01. Methods Of Survival
02. Flesh City
03. Heartquake
04. Burning Bridges
05. This Vigil
06. Tentacles
07. Second Hand Traumas
08. Pre-Sense

Well, well? what an album we have here! Faithful to its tradition of innovation and avanguardism, Code666 publish the 4thalbum of this Norwegian band that begun in 1988 by playing a death-doom kind of metal, and that, through a long journey of evolution (1 EP, 4 full length albums and a line-up completely changed) presents now itself with the problematic label of Progressive Skizo Metal.
What is that? Well, the recipe for the Atrox sound could be that: 250gr of Meshuggah, 200gr of The Gathering, 25gr of atmospheric electronic synths; mix with a teaspoon of jazz arrangements and rythmics. At the end, add fantasy and madness as much as you want.

Apart from those shitty tentatives of mine to be funny, I believe that the music proposed by Atrox is one of the most original and innovative crossover between different metal styles that I've ever heard. If possible a new (sub)genre in itself.

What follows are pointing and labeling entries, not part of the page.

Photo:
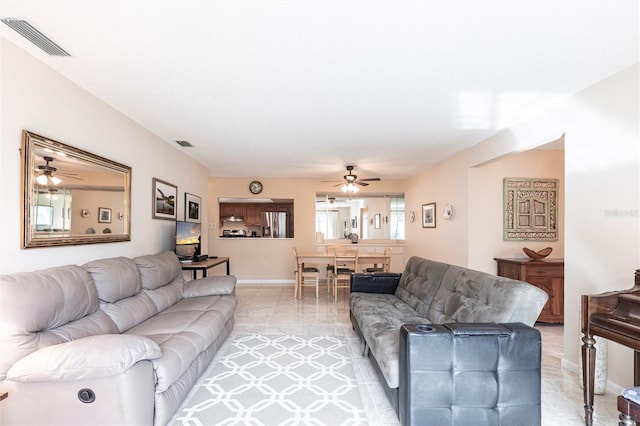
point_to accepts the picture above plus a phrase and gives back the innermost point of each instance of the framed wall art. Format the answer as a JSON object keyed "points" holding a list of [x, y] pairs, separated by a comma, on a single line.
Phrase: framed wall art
{"points": [[429, 215], [104, 215], [164, 200], [192, 208], [530, 209]]}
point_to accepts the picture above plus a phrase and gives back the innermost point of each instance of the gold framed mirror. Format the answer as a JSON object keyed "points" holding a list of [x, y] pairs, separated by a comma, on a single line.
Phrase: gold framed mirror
{"points": [[71, 196]]}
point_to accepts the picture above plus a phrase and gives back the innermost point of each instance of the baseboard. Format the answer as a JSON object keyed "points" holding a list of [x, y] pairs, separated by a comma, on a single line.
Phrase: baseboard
{"points": [[612, 387], [265, 282]]}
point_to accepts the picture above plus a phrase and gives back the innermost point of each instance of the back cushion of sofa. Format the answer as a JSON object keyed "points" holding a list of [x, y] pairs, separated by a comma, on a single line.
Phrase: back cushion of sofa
{"points": [[158, 270], [419, 283], [473, 296], [162, 279], [116, 278], [47, 307], [120, 291]]}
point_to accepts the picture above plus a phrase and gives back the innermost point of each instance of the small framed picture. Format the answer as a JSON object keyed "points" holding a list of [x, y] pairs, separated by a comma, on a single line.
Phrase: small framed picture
{"points": [[104, 215], [165, 196], [429, 215], [191, 208]]}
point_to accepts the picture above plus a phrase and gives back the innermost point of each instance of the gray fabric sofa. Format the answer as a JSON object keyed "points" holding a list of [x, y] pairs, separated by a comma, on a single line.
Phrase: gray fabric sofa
{"points": [[115, 341], [400, 317]]}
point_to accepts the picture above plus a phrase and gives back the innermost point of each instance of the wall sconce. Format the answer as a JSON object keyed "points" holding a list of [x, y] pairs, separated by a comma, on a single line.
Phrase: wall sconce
{"points": [[448, 212]]}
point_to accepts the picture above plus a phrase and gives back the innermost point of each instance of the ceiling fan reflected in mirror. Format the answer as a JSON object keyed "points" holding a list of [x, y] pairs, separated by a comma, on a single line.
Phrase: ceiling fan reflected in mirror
{"points": [[350, 181], [47, 171]]}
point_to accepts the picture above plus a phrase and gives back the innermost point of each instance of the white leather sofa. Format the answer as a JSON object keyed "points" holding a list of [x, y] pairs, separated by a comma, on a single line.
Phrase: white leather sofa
{"points": [[115, 341]]}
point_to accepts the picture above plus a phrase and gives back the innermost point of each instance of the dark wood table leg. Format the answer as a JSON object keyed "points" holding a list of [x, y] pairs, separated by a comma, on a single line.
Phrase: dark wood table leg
{"points": [[629, 412], [588, 376], [636, 368]]}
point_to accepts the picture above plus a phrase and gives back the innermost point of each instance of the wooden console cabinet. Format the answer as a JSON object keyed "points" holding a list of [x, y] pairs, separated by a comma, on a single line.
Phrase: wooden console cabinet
{"points": [[547, 274]]}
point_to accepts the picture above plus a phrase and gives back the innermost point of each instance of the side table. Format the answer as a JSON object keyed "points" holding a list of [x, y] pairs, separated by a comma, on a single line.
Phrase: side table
{"points": [[204, 265]]}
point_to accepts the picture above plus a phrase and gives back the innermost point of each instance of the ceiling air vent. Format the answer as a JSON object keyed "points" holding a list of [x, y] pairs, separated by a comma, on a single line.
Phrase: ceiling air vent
{"points": [[29, 32]]}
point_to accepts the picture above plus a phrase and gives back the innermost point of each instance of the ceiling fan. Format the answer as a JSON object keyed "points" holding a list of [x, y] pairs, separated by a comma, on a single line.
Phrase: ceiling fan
{"points": [[350, 181], [47, 171]]}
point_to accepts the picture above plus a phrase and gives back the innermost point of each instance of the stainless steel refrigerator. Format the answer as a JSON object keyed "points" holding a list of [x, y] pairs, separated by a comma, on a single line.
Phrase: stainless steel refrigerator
{"points": [[274, 224]]}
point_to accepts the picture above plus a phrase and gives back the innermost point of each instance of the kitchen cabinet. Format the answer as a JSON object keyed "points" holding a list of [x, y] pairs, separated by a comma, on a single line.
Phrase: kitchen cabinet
{"points": [[546, 274], [251, 211], [231, 210]]}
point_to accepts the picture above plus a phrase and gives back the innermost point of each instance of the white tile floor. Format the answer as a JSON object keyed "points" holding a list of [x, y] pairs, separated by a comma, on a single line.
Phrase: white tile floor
{"points": [[273, 310]]}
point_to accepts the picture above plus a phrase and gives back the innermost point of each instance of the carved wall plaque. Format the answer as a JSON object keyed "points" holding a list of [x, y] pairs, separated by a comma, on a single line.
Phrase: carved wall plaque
{"points": [[530, 209]]}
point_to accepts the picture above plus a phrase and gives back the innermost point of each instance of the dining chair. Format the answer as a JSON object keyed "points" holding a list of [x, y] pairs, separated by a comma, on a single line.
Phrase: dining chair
{"points": [[345, 263], [308, 272], [385, 266]]}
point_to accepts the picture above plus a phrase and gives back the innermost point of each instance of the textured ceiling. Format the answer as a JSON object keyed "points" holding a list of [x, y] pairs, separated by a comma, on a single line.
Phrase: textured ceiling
{"points": [[301, 88]]}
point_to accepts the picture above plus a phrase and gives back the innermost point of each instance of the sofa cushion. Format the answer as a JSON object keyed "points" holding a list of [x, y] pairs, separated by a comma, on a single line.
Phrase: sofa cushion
{"points": [[183, 331], [466, 295], [159, 269], [115, 278], [380, 317], [87, 358], [47, 307], [120, 291], [420, 282]]}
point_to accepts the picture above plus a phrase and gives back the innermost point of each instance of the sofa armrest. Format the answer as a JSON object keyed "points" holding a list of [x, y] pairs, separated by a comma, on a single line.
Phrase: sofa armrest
{"points": [[216, 285], [471, 370], [89, 357], [376, 282]]}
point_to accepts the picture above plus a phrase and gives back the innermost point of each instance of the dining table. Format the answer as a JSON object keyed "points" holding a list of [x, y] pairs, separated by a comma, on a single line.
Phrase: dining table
{"points": [[303, 258]]}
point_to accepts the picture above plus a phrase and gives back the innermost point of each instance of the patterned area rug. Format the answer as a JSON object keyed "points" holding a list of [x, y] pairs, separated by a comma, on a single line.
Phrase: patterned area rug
{"points": [[277, 380]]}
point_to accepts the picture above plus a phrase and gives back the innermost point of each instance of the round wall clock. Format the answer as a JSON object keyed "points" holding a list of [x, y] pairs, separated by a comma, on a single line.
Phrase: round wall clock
{"points": [[255, 187]]}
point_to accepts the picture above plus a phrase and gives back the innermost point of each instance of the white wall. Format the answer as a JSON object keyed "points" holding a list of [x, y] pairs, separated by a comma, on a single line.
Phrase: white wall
{"points": [[601, 199], [486, 202], [602, 236], [36, 98]]}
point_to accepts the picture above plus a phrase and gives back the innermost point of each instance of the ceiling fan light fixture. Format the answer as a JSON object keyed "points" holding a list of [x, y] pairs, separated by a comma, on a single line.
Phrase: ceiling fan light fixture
{"points": [[350, 188], [42, 180]]}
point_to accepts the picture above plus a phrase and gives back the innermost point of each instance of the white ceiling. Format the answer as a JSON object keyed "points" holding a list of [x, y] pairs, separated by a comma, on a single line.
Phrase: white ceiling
{"points": [[300, 88]]}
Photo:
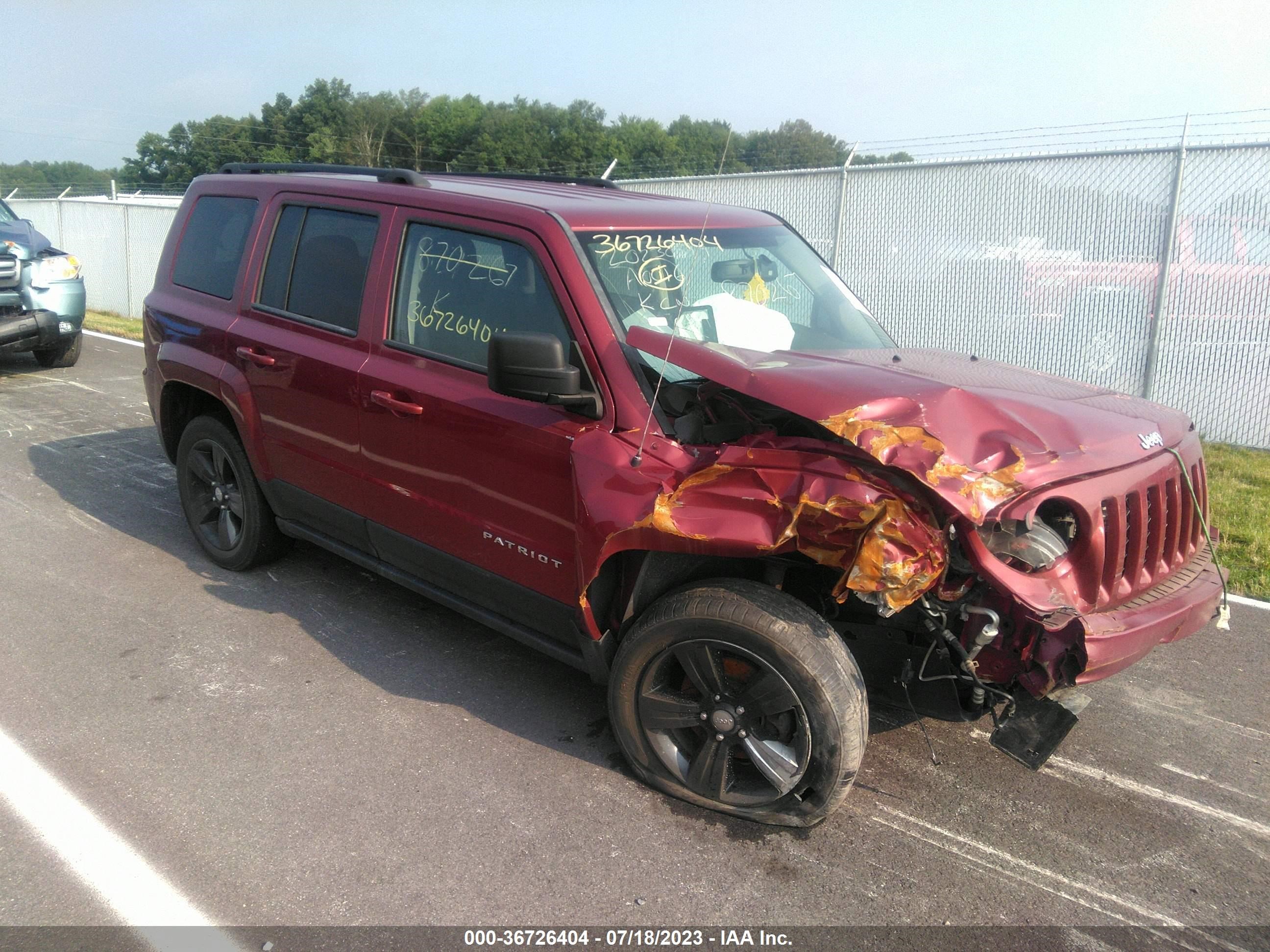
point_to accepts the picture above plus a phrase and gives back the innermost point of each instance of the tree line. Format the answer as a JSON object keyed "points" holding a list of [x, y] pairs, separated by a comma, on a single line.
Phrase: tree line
{"points": [[332, 123]]}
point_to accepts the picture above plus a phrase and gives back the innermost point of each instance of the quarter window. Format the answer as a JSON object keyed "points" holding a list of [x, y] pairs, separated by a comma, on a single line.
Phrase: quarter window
{"points": [[456, 290], [211, 248], [317, 264]]}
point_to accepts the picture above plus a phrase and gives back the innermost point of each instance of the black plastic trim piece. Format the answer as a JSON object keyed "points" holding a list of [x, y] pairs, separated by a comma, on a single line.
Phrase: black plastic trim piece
{"points": [[395, 177], [295, 504], [526, 636], [309, 322], [531, 177]]}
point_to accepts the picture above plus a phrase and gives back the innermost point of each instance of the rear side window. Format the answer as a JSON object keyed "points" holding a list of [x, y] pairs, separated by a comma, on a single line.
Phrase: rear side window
{"points": [[456, 290], [211, 248], [317, 264]]}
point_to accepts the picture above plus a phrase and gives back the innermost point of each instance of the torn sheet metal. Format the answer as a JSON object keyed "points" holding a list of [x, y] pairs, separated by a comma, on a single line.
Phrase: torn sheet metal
{"points": [[911, 447], [978, 432], [762, 498]]}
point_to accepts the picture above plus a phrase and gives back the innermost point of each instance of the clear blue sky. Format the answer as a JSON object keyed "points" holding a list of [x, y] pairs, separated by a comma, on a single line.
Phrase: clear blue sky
{"points": [[101, 75]]}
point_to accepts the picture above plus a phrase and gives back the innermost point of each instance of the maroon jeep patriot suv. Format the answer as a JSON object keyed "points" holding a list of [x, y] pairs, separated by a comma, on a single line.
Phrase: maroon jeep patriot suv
{"points": [[662, 442]]}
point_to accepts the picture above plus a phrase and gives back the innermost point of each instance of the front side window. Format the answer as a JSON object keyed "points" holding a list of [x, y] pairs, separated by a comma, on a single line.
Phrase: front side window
{"points": [[456, 290], [317, 264], [211, 247], [758, 288], [1215, 241]]}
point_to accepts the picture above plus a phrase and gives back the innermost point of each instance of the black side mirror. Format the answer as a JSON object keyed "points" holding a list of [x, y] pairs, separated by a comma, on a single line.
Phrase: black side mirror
{"points": [[535, 367]]}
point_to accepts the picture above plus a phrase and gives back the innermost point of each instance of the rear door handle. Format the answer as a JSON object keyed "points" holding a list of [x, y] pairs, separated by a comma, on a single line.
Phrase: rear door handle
{"points": [[258, 359], [399, 406]]}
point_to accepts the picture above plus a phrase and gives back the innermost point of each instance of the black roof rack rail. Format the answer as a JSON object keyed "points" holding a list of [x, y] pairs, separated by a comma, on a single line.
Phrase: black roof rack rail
{"points": [[398, 177], [534, 177]]}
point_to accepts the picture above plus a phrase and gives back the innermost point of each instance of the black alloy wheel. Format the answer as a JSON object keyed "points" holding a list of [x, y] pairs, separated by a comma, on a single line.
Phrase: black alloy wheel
{"points": [[738, 697], [724, 723], [222, 500], [216, 503]]}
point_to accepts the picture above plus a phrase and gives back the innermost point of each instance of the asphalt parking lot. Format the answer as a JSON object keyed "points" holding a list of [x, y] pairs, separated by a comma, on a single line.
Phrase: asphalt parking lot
{"points": [[309, 744]]}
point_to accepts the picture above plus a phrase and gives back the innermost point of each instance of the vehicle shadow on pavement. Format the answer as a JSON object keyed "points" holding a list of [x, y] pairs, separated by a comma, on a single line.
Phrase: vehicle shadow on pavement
{"points": [[20, 365], [395, 639]]}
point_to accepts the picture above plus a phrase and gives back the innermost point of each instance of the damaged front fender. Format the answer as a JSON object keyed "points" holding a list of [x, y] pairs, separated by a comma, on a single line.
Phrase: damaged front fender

Since you find female vocals you could say that it's gothic metal, but I have to say that this is not.
You can hear a track beginning with a heavy stopped rhythmic guitar riff in typical thrash/Meshuggah style, perfectly realized with a syncopated timing, and you could expect to hear a growling vocal, but... no, the riff stops and a jazz bass arrangement introduces us the voice of the talented singer Monika, that performs weird, variegated vocal lines, over the slow passages as well over the heaviest parts.
Forget of her Norwegian colleague like Liv Kristine of Vibeke Stene and their operatic heavenly voices, Monika's voice is definitely more jazz oriented, but not less beautiful. Her tone is more like Anneke Van Giersbergen just to make an example, but surely uses her voice in a more varied, played way, a mad journey up and down through the octaves.
Just a few times, in some songs, you can hear a male vocalist that duets with Monika, but it's perhaps useless since her voice doesn't really need of any support.

We almost have no solo guitar at all, I find that in this album the bass guitar is important and audible as much as the rhythmic guitar: now used for a jazz flavored riff now synchronized with the guitar for a heavy thrash riff, it always works very well, giving a "full" sound to the whole album.

This alternation of "thrashy", heavily deconstructed parts with slow "jazzy" ones, in which the song is totally based on the voice of Monika or on an elaborated bass riffing, makes this album not immediately "easylistening" (try to hear the second part of the last track), but if you listen it more and more you'll begin to fuckin' like that style! The timing of the rhythmic section is something simply great, a time is never repeated too long and it's always of a damned complexity, sometimes almost difficult to follow.

A sound that's not too soft, to appeal those who likes an heavy riffing, but enough to have atmospheric and ethereal moments that put in an unexpected change. Something of really new, definitely virtuously played and with a vein of madness that makes the result really intriguing, 50 minutes of album, but you'll hardly feel bored to listen it all.

A positive notation deserves the artwork, (in a 6-panel digipack for the final version) with a very good painting realized by... Moinka Edvardsen, the singer (!) Well done Atrox. That's one of the most original and interesting "female vocal" metal album I've ever heard. Go on with the evolution.